Amongst basic professional etiquette is the essential communication skill  – Listening.

While eloquence is good, it is also important to be a good listener, since all conversations are not one-sided. 

A crucial part of human conversation, therefore, would be the ability to receive every bit of information the speaker intends to relay to you. I term this the ability to ‘meet people where they are’. 

Unlike hearing, listening is a skill that must be deliberately learnt and though the path to active listening requires some consciously calculated steps, it sure can be navigated. For me, a few cues have helped.

This article seeks to highlight four Effective Listening Strategies or Communication Skills.

1. Do not assume you know where the conversation is headed. 

Resist every urge to assume that you know what the speaker is about to say. 

While it is possible that you may have heard something similar or had a similar experience yourself, distinct peculiarities will abound which will distinguish this particular scenario from yours or that ‘similar’ one. 

Having the ‘similar’ in your head while struggling to hear what is being said will leave you with just the words of the conversation.

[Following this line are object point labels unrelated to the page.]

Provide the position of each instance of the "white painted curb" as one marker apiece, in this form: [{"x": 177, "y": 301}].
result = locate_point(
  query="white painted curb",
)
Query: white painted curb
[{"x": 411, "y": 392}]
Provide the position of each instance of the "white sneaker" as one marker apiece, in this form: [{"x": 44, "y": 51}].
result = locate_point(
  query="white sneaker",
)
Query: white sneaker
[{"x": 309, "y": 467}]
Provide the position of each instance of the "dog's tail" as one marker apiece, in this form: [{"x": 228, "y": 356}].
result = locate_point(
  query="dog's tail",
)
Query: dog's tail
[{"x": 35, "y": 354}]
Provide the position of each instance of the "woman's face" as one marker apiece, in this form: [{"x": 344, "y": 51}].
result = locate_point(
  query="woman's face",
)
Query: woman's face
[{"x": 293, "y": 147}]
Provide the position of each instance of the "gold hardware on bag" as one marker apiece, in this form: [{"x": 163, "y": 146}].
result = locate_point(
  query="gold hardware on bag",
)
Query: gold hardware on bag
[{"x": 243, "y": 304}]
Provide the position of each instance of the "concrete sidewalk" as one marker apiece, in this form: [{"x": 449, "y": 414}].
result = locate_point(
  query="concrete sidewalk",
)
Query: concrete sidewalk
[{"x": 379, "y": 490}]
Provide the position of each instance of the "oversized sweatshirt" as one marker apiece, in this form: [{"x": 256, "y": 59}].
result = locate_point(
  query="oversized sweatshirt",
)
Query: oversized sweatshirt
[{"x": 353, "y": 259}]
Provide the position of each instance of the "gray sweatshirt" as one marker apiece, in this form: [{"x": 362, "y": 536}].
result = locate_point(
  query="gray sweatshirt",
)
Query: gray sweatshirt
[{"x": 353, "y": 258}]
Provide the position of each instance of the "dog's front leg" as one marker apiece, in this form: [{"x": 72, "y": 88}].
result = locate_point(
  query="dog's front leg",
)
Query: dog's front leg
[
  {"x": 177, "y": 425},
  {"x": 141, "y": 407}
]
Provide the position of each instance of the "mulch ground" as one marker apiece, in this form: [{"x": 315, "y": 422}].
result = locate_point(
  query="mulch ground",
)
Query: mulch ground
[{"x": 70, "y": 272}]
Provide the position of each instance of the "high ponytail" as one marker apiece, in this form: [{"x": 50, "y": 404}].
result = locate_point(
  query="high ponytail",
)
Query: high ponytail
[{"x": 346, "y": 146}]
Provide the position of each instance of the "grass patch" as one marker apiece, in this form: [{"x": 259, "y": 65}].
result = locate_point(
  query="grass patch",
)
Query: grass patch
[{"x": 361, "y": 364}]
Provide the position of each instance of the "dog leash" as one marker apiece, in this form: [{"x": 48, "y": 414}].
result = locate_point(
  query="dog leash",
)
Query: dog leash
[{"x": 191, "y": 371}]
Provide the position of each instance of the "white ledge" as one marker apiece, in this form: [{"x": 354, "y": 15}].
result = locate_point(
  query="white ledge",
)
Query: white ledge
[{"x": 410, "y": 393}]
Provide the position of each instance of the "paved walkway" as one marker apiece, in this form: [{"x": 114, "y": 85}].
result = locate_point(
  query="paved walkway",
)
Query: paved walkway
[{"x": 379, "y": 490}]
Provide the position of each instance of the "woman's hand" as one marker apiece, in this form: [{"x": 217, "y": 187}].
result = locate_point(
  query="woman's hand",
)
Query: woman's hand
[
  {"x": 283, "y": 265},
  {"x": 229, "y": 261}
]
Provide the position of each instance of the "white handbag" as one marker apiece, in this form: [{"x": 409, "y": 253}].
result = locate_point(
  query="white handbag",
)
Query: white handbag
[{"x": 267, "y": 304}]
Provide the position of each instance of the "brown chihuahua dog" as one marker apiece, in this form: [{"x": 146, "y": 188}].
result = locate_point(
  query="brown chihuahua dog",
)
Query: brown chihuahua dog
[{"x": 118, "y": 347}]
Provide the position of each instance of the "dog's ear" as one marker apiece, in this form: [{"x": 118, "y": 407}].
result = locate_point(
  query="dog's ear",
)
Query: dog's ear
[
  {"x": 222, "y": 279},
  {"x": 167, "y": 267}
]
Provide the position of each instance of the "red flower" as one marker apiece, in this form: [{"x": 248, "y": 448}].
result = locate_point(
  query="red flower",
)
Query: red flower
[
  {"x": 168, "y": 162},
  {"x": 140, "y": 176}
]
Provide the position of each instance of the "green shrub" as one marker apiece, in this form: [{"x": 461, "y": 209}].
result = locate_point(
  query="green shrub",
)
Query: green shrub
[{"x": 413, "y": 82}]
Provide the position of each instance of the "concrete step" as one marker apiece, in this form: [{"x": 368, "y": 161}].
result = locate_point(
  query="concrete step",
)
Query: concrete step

You will lose the ability to ‘see’ the scenario and put yourself in the speaker’s shoes, and thus, lose empathy. Instead, be deliberately attentive and open-minded.

2. Practice relative silence. 

Do not chip in words while the other person is still talking. This can disrupt their thought process and sequence of information relay. 

Instead, observe for a breakpoint in their speech process before making necessary and targeted vocalization. This, I believe, should first be with the objective of aiding information relay by the speaker and the assimilation of the listener.

3. Show that you are listening. 

By careful and strategic vocalizations, nods, smiles, eye-contact, facial expressions etc., let the speaker know that you are actively engaged in the conversation. Maintain an open and inviting posture.

Some verbal responses may also be necessary, responses like:

“Tell me more…”

“What did you just say?’’

“How did that make you feel?”

“So…”

“I understand”

“That makes sense”

4. Hear beyond the words; herein lies listening. 

This, for me, is the crux of the art of listening. Decipher the voice behind the words; the excitement, the pain, the confusion, the love, the disdain, the joy, the anger, the fear, the displeasure, the bitterness. 

Get the tone; read the body language-eye movements, gesticulations of the limbs – see through the speaker’s lenses.

When you are at this point, you get the reason this is not just that similar experience you had or heard of and empathy comes effortlessly.

Listen to understand; seek to decode the speaker’s thoughts, feelings and needs.

Stay present and focus on the conversation and view silence as an opportunity for reflection and understanding, rather than unnecessary interruptions.

Conclusion

A good conversation should make you feel heard, more informed, and satisfied, but this is when you have successfully conveyed your words along with its voice and these have been duly received.

Active listening helps the speaker relay information efficiently; enables the hearer to receive, internalize, and process what he heard effectively; and positions the listener to better provide feedback. 

When we meet people where they are in their various thought processes, it helps them (and of course the listener) to better navigate the subject of discourse towards a balance point. 

This makes a dialogue, debate, discussion, deliberation, and any other form of conversation worthwhile.